By DUSTIN RACIOPPI
Chris Christie is sorry.
If you don’t like him, don’t like his actions, don’t think he’s being fair, then you can get rid of him in three years, he said. He’s fine with that.
But, as he pointed out to a large crowd in Middletown Wednesday, “I got sent here to fix some awful, ugly problems.”
So when a police officer griped about having to contribute more from his paycheck into his benefits and asked Christie how he was supposed to afford to live, he answered in typical, blunt Chris Christie fashion.
“You won’t afford it. You’re going to have to make choices like everyone else makes choices,” he said. “Here’s the difference: you’re getting a paycheck.”
The ever-traveling governor held back nothing in his town hall meeting in Middletown Wednesday as he pushed his agenda and outlined a better future for New Jersey, which he said will become a model for other states.

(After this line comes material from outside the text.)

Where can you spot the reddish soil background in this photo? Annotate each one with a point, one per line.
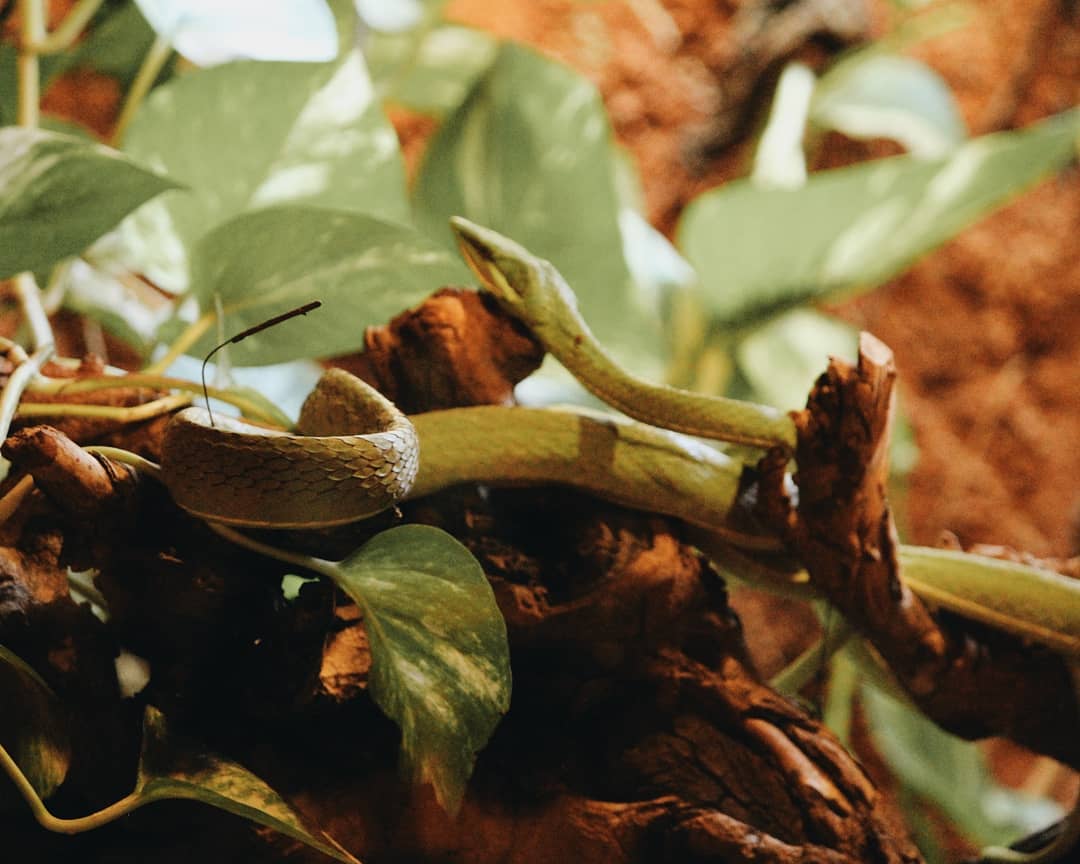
(986, 331)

“We’re heading in the right direction,” he said, highlighting a near 1-percent drop in the state unemployment rate in his first year.
There’s plenty more work to do, he said. For one thing, there needs to be retirement and health-benefits reforms for public employees, he said. The public sector needs to contribute more. Education needs a drastic makeover.
Speaking of education, when a woman whose husband is a teacher asked if her family should leave New Jersey because she feels teachers are being attacked by Christie, he made it clear the state’s problems are coming to other states. Good teachers, he said, should be carried into school on somebody’s shoulders and thanked for the job they do. The problem is lousy teachers and the unions protecting them who are allowed to suck from a plentiful benefits system and continue business as usual, he said.
“Teachers are not under attack,” Christie said. “The teachers’ union is under attack, and that is the difference.”
Wednesday’s town hall was, by Christie standards, a ho-hum affair, with the big man doing most of the talking and getting little pushback. But when challenged on certain moves he’s made, Christie was unapologetic.
He said he understands why people are angry, frustrated and feel like they’re getting cheated. But it’s not his fault, he said.
“Why are you mad at me? Because I’m the one who’s telling you the truth. The numbers are the numbers. I’m trying to fix it,” he said. “I am sorry I’m the guy who’s got to be here when the party’s over.”
Before he made his exit, to the sound of Bruce Springsteen’s “The Rising,” Christie gave a small pep talk to boost morale and perhaps offer a sliver of optimism.
“If you’re in, I’m in,” he said. “If you’re in for the fight, I’m in for the fight.”